Fue fantástico volver a estar ahí. En mi mundo. Olvidado por la rutina de los caminos, con el olfato perdido de tanta frivolidad. Cansado, resignado, sin fuerzas. Hasta que volví, y me reencontré con su viento que todo lo barre. Con la arena llenando los huecos y la espuma volviendo a inundar.

Y las olas llevándose todo el dolor.

Estos días frente al mar fueron una descarga que me debía hace tiempo, una manera de pedirme perdón a mí mismo. Una forma de cambio. Enamorado de quedarme horas mirando al horizonte que nunca se acaba, enamorado de esa magia que se desprende de la sal de su esencia. Y mojar mis pies sobre su arena para dejar atrás todo el cansancio, para infundarme una paz interior que extraño horrores cuando no estoy ahí.
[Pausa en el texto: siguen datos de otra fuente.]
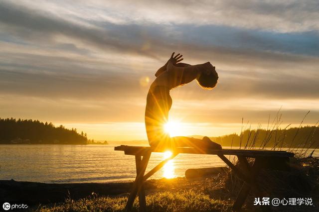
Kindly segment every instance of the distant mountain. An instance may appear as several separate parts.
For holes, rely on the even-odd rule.
[[[32,119],[0,118],[0,144],[86,144],[86,133]]]

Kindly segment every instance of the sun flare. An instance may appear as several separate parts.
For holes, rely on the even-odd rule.
[[[177,121],[169,121],[164,125],[164,130],[170,137],[181,135],[181,123]]]

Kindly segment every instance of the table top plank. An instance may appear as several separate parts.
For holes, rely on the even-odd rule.
[[[124,151],[125,154],[132,155],[143,155],[147,152],[163,152],[165,150],[156,149],[150,146],[128,146],[122,145],[116,146],[115,150]],[[184,154],[200,154],[208,155],[239,155],[248,157],[293,157],[294,153],[286,151],[272,151],[259,149],[201,149],[190,147],[177,147],[172,152]]]

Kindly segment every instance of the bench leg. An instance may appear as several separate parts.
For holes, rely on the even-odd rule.
[[[239,211],[241,209],[243,205],[245,203],[245,201],[247,196],[249,194],[249,192],[252,189],[252,186],[254,186],[256,191],[258,192],[259,188],[256,183],[257,177],[262,168],[262,161],[259,158],[256,158],[255,163],[252,167],[249,165],[247,159],[244,157],[238,157],[239,162],[242,163],[245,170],[245,171],[249,174],[250,175],[250,183],[244,182],[243,186],[240,189],[240,191],[237,196],[237,197],[233,206],[233,210],[235,211]],[[264,207],[263,207],[264,208]]]
[[[136,174],[137,175],[141,173],[141,169],[143,168],[142,167],[142,158],[141,156],[135,156],[135,162],[136,163]],[[144,190],[144,184],[143,183],[144,179],[143,177],[141,177],[139,180],[138,184],[141,185],[141,188],[138,191],[140,211],[144,212],[146,212],[146,198],[145,197],[145,190]]]
[[[135,156],[137,171],[136,178],[135,178],[132,191],[126,204],[125,211],[128,212],[132,210],[132,207],[133,206],[138,192],[139,193],[140,210],[141,211],[146,211],[146,201],[143,186],[143,177],[149,163],[150,157],[151,157],[151,152],[149,152],[144,155],[142,160],[141,156]]]

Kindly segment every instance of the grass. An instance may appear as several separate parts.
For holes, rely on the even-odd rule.
[[[127,201],[126,197],[90,197],[74,201],[69,199],[60,205],[39,206],[35,211],[53,212],[123,212]],[[221,200],[211,199],[203,193],[193,190],[183,192],[164,192],[146,197],[148,211],[220,212],[231,211],[231,206]],[[138,211],[137,198],[132,211]]]

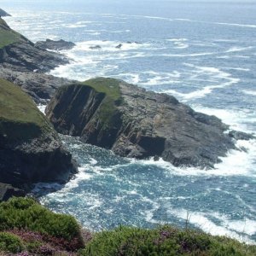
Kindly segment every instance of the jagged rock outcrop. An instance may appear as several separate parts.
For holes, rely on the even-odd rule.
[[[9,14],[8,14],[6,11],[4,11],[3,9],[0,9],[0,17],[6,17],[10,16]]]
[[[10,184],[0,183],[0,201],[8,201],[12,196],[25,196],[26,192]]]
[[[113,79],[59,88],[46,114],[61,133],[121,156],[158,156],[174,166],[212,167],[236,148],[234,136],[224,133],[228,125],[215,116]]]
[[[57,87],[70,83],[44,73],[67,63],[64,55],[36,47],[0,18],[0,78],[20,85],[37,103],[45,103]]]
[[[53,50],[61,50],[61,49],[71,49],[75,46],[73,42],[67,42],[63,39],[55,41],[51,39],[46,39],[45,41],[38,41],[35,44],[35,46],[44,49],[53,49]]]
[[[76,172],[71,154],[34,102],[19,86],[0,79],[0,183],[27,191],[33,183],[66,182]]]

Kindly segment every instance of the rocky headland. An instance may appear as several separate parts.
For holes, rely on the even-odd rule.
[[[70,83],[68,79],[45,74],[60,65],[67,64],[67,57],[38,47],[12,30],[1,18],[0,35],[0,77],[21,86],[35,102],[45,104],[56,88]],[[59,41],[54,42],[52,45],[60,45]]]
[[[59,88],[46,114],[58,132],[137,159],[162,157],[174,166],[213,167],[235,148],[235,137],[215,116],[166,94],[97,78]]]
[[[0,79],[0,200],[34,183],[67,182],[76,164],[48,119],[19,86]]]

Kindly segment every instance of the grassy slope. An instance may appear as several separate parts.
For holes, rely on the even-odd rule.
[[[1,251],[3,255],[29,251],[29,255],[254,256],[256,246],[169,225],[153,230],[120,226],[91,237],[71,216],[53,213],[32,199],[12,198],[0,203],[0,255]]]
[[[119,84],[119,80],[108,78],[92,79],[83,83],[106,95],[99,112],[99,119],[105,127],[112,126],[112,118],[117,111],[116,106],[122,102]]]
[[[32,99],[14,84],[0,79],[0,135],[27,140],[50,129]]]
[[[11,30],[7,23],[0,18],[0,49],[22,39],[24,38],[20,34]]]

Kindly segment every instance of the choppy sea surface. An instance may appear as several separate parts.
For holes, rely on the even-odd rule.
[[[13,15],[5,18],[9,25],[32,41],[76,43],[61,51],[71,63],[51,74],[122,79],[172,94],[232,129],[255,132],[253,1],[2,2]],[[256,242],[255,139],[238,141],[240,150],[213,170],[119,158],[76,137],[62,139],[80,167],[66,185],[38,184],[41,202],[54,211],[91,230],[120,224],[184,226],[188,218],[211,234]]]

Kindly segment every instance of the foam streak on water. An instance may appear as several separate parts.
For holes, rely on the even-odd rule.
[[[160,13],[143,6],[139,14],[137,7],[129,14],[101,6],[90,12],[83,5],[79,11],[8,9],[14,15],[6,20],[34,42],[48,38],[76,43],[62,51],[70,64],[51,74],[81,81],[123,79],[174,95],[230,129],[255,132],[255,4],[223,5],[218,17],[212,3],[201,12],[201,3],[187,7],[177,2],[178,15],[174,3],[162,4],[166,6]],[[238,141],[238,150],[228,152],[215,169],[201,170],[163,160],[122,159],[78,138],[62,138],[80,168],[66,185],[37,186],[40,201],[54,211],[76,216],[92,230],[119,224],[184,226],[189,214],[191,226],[256,241],[255,139]],[[59,190],[52,192],[55,187]]]

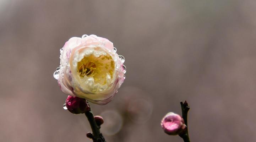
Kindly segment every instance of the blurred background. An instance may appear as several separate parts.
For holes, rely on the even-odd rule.
[[[191,107],[192,142],[256,141],[256,1],[0,0],[0,141],[92,142],[53,76],[70,38],[94,34],[125,58],[108,142],[182,142],[163,117]]]

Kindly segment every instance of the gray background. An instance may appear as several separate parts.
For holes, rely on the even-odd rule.
[[[116,96],[91,105],[121,116],[105,118],[108,142],[182,142],[160,123],[185,100],[191,141],[256,141],[256,12],[252,0],[0,0],[0,141],[92,141],[53,77],[60,49],[83,34],[126,59]]]

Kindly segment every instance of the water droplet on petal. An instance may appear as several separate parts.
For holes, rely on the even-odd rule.
[[[85,38],[85,37],[88,36],[87,34],[84,34],[82,36],[82,38]]]
[[[59,71],[55,71],[53,73],[53,77],[54,78],[58,80],[59,79],[59,74],[60,73],[59,72]]]
[[[66,103],[65,103],[64,104],[63,104],[63,109],[65,110],[66,110],[67,109],[67,106],[66,105]]]
[[[120,71],[120,72],[119,72],[119,74],[118,74],[118,77],[119,77],[120,78],[122,78],[124,77],[124,72],[122,71]]]
[[[122,63],[124,63],[125,60],[125,59],[124,59],[124,57],[122,55],[119,55],[118,56],[119,57],[119,59],[120,59],[120,60],[121,60],[121,61],[122,62]]]
[[[59,70],[60,69],[60,67],[58,67],[57,68],[56,68],[56,71],[58,71],[59,72]]]
[[[124,72],[124,73],[125,73],[126,72],[126,67],[125,67],[125,66],[124,65],[122,65],[122,68],[123,68],[123,71],[122,71]]]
Encuentro en el mar todos los pedazos ausentes de mi vida, y lo contemplo una y otra vez como si fuese la primera vez que lo veo. Y sonrío, y abro los brazos, y me dejo llevar. Descargo en su orilla toda la angustia que llevo conmigo, y me permito disfrutar, por un momento disfrutar. De mí, de mi pasado arrancado, de este presente con un signo de pregunta inmenso, de lo que vendrá. Poco importa todo si tengo la tranquilidad de besar sus pasos enjuguecidos de lágrimas.

Es voltear horas recorriendo su extensión de norte a sur, una y otra vez. Ampollando los pies, quemando la piel, dejando entrar al viento que sopla fuerte cuando anochece. Y recordando por qué alguna vez juré regresar.